Nepheline precipitation in nuclear waste glasses during vitrification can be detrimental due to its negative effect on chemical durability. Developing models to accurately predict nepheline precipitation from compositions is important to increase waste loading since existing models can be overly conservative. In this study, an expanded dataset containing 955 glasses was compiled from literature data, where 355 glasses are for high-level waste (HLW). Previously developed submixture models were refitted using the new dataset, where a misclassification rate of 7.8% was achieved. Nine machine learning (ML) algorithms (e.g., k-nearest neighbor, Gaussian process regression, artificial neural network, support vector machine, decision tree, etc.) were applied to evaluate their ability of predicting nepheline precipitation from compositions. Model accuracy, precision, recall/sensitivity, and F1 score were systemically compared between different ML algorithms and modeling protocols.

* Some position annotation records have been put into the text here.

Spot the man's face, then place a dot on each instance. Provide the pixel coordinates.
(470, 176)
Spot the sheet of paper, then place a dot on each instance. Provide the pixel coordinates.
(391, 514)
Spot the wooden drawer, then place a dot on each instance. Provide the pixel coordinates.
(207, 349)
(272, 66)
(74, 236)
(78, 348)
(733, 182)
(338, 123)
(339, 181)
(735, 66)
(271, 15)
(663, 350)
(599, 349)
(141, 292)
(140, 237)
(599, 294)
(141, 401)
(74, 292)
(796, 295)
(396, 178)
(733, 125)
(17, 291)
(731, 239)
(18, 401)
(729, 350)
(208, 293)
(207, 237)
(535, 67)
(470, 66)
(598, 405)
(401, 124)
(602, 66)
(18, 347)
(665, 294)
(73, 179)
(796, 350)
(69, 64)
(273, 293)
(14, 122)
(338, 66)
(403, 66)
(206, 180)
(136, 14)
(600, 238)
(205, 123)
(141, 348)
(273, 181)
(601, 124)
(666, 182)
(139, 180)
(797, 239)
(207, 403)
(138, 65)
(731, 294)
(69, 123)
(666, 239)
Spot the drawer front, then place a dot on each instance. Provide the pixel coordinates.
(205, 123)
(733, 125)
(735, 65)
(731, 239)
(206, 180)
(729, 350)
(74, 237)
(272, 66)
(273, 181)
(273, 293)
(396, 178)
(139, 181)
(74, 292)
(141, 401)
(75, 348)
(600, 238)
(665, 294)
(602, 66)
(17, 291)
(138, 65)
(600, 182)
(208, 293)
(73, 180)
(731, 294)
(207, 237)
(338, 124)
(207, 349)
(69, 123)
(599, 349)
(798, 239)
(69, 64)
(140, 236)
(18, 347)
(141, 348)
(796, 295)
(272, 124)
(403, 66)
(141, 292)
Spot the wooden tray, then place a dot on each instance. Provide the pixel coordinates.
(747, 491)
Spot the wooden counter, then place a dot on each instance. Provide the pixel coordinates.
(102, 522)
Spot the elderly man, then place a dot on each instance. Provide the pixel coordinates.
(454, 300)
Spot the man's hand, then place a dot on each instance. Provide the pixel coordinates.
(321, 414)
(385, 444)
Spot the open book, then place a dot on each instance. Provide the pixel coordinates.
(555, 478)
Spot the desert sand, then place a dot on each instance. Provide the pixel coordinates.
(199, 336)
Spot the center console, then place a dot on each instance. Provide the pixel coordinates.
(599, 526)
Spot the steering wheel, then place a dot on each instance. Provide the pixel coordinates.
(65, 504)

Good model prediction with an accuracy ~0.9 (misclassification rate of ~10%) was observed with different algorithms under certain protocol. This study evaluated various ML models to predict nepheline precipitations in waste glasses, highlighting the importance of data preparation, modeling protocol, and their effect on model stability and reproducibility. The results provide insights into applying ML to predict glass properties and suggest areas for future research on modeling nepheline precipitations.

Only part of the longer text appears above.